Respondent Maxine Gibson moves pursuant to CPLR 3211 for an order dismissing the instant proceeding on the grounds that the petition fails to state a cause of action and that the notice of termination fails to state the facts upon which the proceeding is based as required by Rent Stabilization Code (9 NYCRR) § 2524.2.

Underlying Facts

Respondent, Maxine Gibson, entered into possession of apartment 12G at 191 Willoughby Street, Brooklyn, New York, a rent-stabilized apartment, pursuant to a written lease which commenced on or about August 1, 1982. At an unspecified point in her tenancy, respondent came into possession of a dog, a pit bull. Neither petitioner nor respondent state the dog’s name, age or gender in their papers. The petitioner does not allege receiving complaints about the dog from other building residents. There is no claim that the dog has misbehaved or threatened occupants, guests or other pets in or outside the building. There are no claims the pet barks or engages in other nuisance behavior.

1. Notice of Termination

Service of a notice of termination is the necessary predicate to evicting tenants from rent-stabilized apartments. Section 2524.2 (b) of the Rent Stabilization Code details what the notice must contain:

“(b) Every notice to a tenant to vacate or surrender possession of a housing accommodation shall state *351the ground under section 2524.3 or 2524.4 of this Part, upon which the owner relies for removal or eviction of the tenant, the facts necessary to establish the existence of such ground, and the date when the tenant is required to surrender possession.” (Emphasis added.)

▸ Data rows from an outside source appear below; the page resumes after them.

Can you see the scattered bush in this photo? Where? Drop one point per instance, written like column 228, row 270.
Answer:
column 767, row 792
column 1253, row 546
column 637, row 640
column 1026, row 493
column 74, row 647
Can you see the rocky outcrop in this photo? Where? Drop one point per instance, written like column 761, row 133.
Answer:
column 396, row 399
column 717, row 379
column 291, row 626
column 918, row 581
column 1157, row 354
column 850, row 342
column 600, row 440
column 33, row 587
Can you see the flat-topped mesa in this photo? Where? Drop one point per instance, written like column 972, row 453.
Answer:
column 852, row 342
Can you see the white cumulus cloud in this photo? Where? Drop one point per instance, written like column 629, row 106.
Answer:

A notice which does not establish the existence of facts upon which the proceeding will be based is inadequate as a matter of law (Chinatown Apts. v Chu Cho Lam, 51 NY2d 786 [1980]; Berkeley Assoc. Co. v Camlakides, 173 AD2d 193 [1st Dept 1991]; Riley v Raphael, NYLJ, Feb. 8, 2006, at 18, col 1 [Civ Ct, NY County]). As indicated above, the notice of termination in this proceeding alleges only that “harboring a pitbull, which is a known dangerous animal” is the basis for claiming the existence of a nuisance. A predicate notice must apprise the respondent adequately of the basis for the termination of the tenancy so that respondent may formulate a defense (McGoldrick v DeCruz, 195 Misc 2d 414 [App Term, 1st Dept 2003]). Absent a concise statement of facts upon which the proceeding is based, section 2524.2 of the Rent Stabilization Code has not been satisfied. As the defect is not curable by amendment, the notice of termination is defective and the petition must be dismissed (Chinatown Apts. v Chu Cho Lam, supra; Landriscina v Solow, NYLJ, Feb. 28, 1990, at 25, col 4 [App Term, 2d & 11th Jud Dists]; Giannini v Stuart, 6 AD2d 418 [1st Dept 1958]).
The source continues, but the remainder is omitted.